Ho conosciuto negli anni centinaia di cani, di indole e caratteri differenti, e ovviamente i loro rispettivi padroni. Ogni cane ha una propria storia. Contemporaneamente ho approfondito la cinofilia leggendo libri, anche romanzi, ma soprattutto saggi di etologia, psicologia sulla cognizione del cane. Ho approfondito concetti tramite il web, i social media e le riviste dedicate. Mi sono posto quindi altre domande e ho provato a interpretare, anche dal mio punto di vista personale, alcuni loro atteggiamenti e pensieri.
Cosa vorresti che i lettori riuscissero a comprendere leggendo le tue parole? Quale segno vorresti lasciare in loro?
Mi piacerebbe che tutti noi riuscissimo a comprendere meglio il cane, le loro necessità, bisogni e diritti per dare loro una vita migliore. Spesso, senza accorgercene, li amiamo certamente, ma nel modo sbagliato.
C’è qualcosa che avresti voluto aggiungere al libro, quando lo hai letto dopo la pubblicazione?
Scrivere questo libro è stato estremamente impegnativo, soprattutto i momenti di ricerca delle fonti, lo studio e la verifica. Senza contare le innumerevoli volte in cui è stato modificato e corretto. Ho lasciato da parte alcune storie che non sono riuscito a completare, un po’ per stanchezza, un po’ per motivi editoriali. Spero un giorno di poter fare una nuova edizione con questi racconti lasciati nel cassetto.
Se dovessi utilizzare tre aggettivi per definire “A me la parola! Gioie e dolori di una vita da cani”, quali useresti?
Crudo, ironico, commovente.
Perché credi si debbano leggere il tuo libro?
Il libro potrebbe essere una spinta ad approfondire la conoscenza del cane. Obiettivamente ne sappiamo ancora molto poco.
Quali sono i tuoi prossimi progetti in fatto di scrittura?
Il mio lavoro è un altro, sono un grafico editoriale di una casa editrice, faccio libri, ma non per me. Ho una grande passione per la cinofilia. Come suddetto, scrivere un libro è davvero impegnativo. Ho in mente alcune idee come per esempio alcuni racconti lasciati, ahimè, in disparte, forse solo momentaneamente. Ho però un’altra idea simile e più ironica sul modo in cui il cane si è avvicinato a noi, dalla preistoria ad oggi. Vedremo…
Qual è il libro che hai letto quest’anno che ti ha più colpito e consiglieresti?
Al momento sono ancora alle prese con un libro datato, ma che non ho mai avuto modo di leggere e che mi sta appassionando: Charles Darwin: Viaggio di un naturalista intorno al mondo.
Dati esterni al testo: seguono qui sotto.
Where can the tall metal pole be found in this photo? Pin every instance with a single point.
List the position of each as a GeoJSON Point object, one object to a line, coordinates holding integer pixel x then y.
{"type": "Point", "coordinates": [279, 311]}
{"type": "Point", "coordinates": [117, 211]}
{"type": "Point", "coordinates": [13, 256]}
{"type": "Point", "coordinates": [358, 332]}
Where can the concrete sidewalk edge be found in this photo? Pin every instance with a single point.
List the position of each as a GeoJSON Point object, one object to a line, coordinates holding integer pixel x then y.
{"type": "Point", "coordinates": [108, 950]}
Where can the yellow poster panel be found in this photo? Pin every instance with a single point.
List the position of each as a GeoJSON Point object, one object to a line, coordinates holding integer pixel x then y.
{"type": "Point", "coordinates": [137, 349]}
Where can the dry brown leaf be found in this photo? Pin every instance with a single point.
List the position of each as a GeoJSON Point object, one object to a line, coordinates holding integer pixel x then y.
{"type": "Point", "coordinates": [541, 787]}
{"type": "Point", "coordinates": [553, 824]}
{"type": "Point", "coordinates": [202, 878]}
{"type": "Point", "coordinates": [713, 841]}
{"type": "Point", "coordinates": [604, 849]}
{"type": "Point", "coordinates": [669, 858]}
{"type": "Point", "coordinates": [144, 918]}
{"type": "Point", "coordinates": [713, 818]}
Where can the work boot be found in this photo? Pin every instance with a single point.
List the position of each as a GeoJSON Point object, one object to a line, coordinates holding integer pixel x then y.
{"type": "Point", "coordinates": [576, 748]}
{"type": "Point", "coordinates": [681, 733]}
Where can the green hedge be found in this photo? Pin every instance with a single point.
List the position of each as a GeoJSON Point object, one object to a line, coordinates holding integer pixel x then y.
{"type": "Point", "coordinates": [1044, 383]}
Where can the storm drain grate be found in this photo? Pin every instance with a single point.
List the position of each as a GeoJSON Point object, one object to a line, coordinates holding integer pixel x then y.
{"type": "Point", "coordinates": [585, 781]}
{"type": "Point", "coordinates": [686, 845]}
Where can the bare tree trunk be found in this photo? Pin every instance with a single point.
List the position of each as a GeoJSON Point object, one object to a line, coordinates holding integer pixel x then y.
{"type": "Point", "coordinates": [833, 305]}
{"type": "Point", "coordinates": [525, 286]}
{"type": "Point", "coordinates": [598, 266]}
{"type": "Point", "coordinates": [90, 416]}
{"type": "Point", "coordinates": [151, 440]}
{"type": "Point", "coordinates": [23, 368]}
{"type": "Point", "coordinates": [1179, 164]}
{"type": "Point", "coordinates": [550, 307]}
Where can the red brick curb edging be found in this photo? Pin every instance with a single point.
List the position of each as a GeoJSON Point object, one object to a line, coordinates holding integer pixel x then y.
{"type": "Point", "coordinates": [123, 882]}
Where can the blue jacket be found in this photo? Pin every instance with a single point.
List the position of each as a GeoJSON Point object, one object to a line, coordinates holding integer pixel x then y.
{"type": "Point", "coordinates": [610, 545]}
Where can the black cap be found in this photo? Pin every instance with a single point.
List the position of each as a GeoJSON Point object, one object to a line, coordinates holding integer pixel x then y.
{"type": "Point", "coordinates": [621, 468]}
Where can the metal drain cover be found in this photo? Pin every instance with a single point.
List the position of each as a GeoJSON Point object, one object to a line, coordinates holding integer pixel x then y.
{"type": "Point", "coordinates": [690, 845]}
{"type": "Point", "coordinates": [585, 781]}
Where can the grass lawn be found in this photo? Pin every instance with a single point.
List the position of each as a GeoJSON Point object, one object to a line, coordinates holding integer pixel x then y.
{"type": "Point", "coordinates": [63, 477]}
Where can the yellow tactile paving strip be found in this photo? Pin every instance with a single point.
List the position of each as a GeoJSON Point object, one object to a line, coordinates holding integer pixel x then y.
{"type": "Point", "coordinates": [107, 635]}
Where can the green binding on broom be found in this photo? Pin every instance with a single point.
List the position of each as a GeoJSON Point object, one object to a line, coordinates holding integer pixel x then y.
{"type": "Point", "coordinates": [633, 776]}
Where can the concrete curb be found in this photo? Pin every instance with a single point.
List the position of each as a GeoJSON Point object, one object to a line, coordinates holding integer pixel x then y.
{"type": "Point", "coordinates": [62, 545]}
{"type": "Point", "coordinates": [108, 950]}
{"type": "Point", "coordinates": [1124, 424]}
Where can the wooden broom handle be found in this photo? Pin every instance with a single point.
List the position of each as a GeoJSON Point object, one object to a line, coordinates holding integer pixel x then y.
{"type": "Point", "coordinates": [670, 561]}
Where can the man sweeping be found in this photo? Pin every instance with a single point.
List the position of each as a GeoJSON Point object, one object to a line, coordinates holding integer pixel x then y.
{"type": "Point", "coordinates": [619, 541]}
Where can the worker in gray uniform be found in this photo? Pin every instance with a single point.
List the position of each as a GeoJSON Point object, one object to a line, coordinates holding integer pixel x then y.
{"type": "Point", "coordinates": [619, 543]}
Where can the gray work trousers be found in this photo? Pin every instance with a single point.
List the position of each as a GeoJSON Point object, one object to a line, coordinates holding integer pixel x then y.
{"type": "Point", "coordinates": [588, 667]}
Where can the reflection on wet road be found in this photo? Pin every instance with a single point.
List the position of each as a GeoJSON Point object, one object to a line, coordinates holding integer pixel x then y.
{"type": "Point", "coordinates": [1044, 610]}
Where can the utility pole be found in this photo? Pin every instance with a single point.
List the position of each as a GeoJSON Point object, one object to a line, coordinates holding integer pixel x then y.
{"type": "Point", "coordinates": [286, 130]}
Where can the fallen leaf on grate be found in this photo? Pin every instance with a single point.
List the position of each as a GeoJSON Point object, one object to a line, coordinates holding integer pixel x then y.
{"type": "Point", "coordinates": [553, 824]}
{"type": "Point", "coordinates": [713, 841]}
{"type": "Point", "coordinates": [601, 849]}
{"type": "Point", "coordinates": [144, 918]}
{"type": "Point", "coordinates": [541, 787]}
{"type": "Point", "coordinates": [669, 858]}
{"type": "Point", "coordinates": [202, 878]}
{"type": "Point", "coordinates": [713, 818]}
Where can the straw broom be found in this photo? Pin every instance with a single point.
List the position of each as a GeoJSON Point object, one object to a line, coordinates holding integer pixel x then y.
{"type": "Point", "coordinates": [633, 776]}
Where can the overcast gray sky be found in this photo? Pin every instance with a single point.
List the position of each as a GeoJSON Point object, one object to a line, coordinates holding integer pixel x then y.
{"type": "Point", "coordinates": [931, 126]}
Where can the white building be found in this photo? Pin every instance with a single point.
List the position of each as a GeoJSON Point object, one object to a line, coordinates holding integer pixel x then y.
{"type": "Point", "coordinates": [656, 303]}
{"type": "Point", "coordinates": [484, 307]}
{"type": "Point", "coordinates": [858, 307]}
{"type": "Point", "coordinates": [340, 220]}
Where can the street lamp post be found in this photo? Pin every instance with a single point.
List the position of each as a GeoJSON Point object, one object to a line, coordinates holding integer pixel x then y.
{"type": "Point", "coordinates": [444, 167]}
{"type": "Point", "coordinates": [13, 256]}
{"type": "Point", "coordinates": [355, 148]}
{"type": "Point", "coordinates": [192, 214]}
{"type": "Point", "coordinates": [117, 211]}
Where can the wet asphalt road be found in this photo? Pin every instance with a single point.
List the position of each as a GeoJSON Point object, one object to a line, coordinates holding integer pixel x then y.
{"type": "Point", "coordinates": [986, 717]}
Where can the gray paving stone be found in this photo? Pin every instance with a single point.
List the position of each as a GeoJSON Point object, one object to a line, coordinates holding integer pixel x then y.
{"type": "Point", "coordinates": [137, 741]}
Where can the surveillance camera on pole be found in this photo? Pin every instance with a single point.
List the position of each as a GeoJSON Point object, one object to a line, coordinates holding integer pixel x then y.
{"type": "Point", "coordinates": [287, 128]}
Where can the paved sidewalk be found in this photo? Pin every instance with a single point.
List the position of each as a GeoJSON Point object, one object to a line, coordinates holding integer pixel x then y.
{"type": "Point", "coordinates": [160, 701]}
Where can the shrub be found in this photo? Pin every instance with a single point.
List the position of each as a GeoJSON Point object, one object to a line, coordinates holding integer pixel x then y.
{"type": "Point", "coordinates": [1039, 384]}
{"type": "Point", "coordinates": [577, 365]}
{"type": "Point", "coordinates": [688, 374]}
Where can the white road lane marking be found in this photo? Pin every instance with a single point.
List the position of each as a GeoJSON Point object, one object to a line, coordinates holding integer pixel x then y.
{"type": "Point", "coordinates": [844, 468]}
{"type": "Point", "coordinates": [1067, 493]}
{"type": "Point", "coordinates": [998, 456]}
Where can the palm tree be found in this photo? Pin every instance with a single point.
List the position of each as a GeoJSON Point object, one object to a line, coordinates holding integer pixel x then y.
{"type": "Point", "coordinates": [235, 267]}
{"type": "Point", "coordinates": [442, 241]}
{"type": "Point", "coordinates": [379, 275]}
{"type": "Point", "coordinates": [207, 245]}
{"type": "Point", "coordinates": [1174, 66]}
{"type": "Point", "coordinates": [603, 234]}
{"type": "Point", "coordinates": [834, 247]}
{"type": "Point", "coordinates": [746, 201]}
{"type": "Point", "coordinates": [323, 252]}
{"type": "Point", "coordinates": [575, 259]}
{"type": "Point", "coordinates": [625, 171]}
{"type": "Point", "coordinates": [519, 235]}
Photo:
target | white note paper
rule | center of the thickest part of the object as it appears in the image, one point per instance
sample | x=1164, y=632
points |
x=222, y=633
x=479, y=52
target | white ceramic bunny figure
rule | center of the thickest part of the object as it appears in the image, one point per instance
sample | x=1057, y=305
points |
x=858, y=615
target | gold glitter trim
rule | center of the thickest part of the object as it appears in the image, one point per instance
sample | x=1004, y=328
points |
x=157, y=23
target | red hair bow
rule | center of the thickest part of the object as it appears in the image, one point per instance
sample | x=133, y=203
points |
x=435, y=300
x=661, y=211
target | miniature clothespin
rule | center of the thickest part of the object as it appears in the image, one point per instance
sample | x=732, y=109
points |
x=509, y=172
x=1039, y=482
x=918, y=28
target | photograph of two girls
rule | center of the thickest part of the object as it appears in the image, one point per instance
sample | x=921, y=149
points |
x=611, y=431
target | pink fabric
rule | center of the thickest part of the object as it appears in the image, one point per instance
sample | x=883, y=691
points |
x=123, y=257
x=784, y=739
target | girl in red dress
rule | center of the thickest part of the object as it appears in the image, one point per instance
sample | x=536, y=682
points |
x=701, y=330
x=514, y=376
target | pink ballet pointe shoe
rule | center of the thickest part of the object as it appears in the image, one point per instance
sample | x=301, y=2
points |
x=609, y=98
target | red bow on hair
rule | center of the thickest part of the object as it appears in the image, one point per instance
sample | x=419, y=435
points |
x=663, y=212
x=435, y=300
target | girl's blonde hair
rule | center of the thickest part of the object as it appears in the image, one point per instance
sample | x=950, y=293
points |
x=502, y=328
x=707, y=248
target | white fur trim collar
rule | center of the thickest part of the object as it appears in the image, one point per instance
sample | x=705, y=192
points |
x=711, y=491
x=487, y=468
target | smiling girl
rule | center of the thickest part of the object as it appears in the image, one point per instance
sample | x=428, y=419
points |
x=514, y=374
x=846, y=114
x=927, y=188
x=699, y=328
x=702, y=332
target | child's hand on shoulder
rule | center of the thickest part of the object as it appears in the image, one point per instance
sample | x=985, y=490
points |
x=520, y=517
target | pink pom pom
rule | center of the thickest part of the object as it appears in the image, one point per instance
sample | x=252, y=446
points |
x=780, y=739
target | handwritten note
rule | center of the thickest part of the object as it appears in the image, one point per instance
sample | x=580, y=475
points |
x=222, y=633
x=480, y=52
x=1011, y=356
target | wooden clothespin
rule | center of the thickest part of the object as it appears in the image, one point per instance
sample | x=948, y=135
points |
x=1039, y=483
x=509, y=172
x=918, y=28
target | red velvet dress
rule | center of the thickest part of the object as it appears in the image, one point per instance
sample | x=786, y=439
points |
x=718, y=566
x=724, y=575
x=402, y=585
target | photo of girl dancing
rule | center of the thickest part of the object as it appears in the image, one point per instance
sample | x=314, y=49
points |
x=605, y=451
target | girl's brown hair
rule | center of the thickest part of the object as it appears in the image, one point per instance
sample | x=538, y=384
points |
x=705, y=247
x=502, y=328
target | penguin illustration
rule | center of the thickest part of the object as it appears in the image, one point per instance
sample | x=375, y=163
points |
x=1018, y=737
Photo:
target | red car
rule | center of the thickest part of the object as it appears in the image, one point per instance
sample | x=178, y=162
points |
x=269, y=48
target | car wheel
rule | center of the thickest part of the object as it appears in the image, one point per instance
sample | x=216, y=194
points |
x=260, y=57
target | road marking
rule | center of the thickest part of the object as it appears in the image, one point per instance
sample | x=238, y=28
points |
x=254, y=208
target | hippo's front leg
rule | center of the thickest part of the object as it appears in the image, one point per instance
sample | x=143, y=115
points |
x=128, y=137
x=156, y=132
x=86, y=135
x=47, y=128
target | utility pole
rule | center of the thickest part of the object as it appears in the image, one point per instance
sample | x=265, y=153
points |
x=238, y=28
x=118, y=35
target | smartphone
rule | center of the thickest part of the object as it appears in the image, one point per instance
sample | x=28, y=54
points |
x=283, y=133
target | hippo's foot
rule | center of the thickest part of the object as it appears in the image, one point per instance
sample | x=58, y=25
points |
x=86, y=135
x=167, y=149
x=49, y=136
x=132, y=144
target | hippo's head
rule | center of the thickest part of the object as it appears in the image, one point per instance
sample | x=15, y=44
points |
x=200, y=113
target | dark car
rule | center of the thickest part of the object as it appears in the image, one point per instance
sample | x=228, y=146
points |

Adesso è il momento di porti una domanda che nessuno ti ha fatto ma a cui avresti sempre voluto rispondere.
Secondo te ci sono troppi cani?
Sì, e la colpa ricade ovviamente su di noi. Questa affermazione, pur potendo scatenare reazioni emotive, serve a porre l’accento su un problema serio e complesso: la gestione della popolazione canina. Da un lato, assistiamo a un’idealizzazione del cane come compagno fedele e membro della famiglia. Dall’altro, però, ci troviamo di fronte a situazioni di maltrattamento, abbandono e sofferenza. L’affermazione “ci sono troppi cani” può sembrare crudele, ma in realtà può invitare a riflettere sulle cause profonde di questo fenomeno e a cercare soluzioni efficaci.
Escludendo alcuni allevatori professionisti con una particolare attenzione alla selezione e al benessere del cane, spesso mi chiedo cosa realmente possa spingere le persone a far accoppiare il proprio cane, che in realtà non ne è minimamente interessato. La situazione è molto più complessa e coinvolge una serie di fattori sociali, culturali ed economici. Ovviamente non si tratta solo di un problema numerico, ma anche di una questione di benessere animale e di nostra responsabilità. Quel che manca in molti di noi è una cultura cinofila che possa migliorare la situazione: imparare a conoscere il cane prima ancora di adottarlo, chiedere a noi stessi se saremo veramente in grado di prendercene cura; promuovere la sterilizzazione e favorire l’adozione in canili; educare al rispetto degli animali fin dalla tenera età; contrastare in modo efficace l’abbandono… Insomma la risposta non è semplice e richiede un impegno collettivo per trovare soluzioni sostenibili.